Counting has been completed in most of the country`s
34 provinces and partial results -- subject to change as
allegations of multiple and proxy voting are investigated --
are being sent to Kabul for validation.
An announcement on preliminary results is expected on
October 9 with final results due October 30, according to the
Independent Election Commission (IEC).
The IEC says some fraud is "inevitable" but has
affirmed its commitment to working with the Electoral
Complaints Commission (ECC) "to eliminate the effect
from the final results insofar as possible".
The ECC said it had received a total of 2,064
complaints relating to irregularities on polling day after a
Tuesday deadline for submissions expired.
ECC commissioner and spokesman Ahmad Zia Rafaat told
AFP that 1,700 official complaints had been adjudicated
relating to the pre-election process that began in April --
bringing the total number so far to 3,764.
Afghans can register complaints about any part of the
electoral process within three days of an alleged
irregularity, and many more are expected over problems with
the post-election process, such as vote counting.
"We keep receiving complaints every day," said Rafaat.
More than a million ballots were found to be
fraudulent in the August 2009 poll that returned President
Hamid Karzai for a second five-year term.

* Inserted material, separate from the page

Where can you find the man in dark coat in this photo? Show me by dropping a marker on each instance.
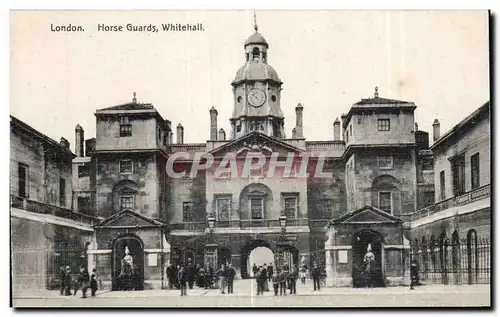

More than 2,500 candidates stood for the 249 seats in
parliament`s lower house, or Wolesi Jirga, but at least 1,300
polling centres were unable to open because security could not
Afghanistan`s main election observation body, the Free
and Fair Election Foundation (FEFA) fielded 7,000 observers,
and detailed thousands of vote day irregularities, including
use of fake voter cards and bias of election workers.
The Asia Network for Free Elections (ANFREL) released
a report today saying the election was "marred by a series of
security threats and misconduct" including political
interference by local strong men in provinces.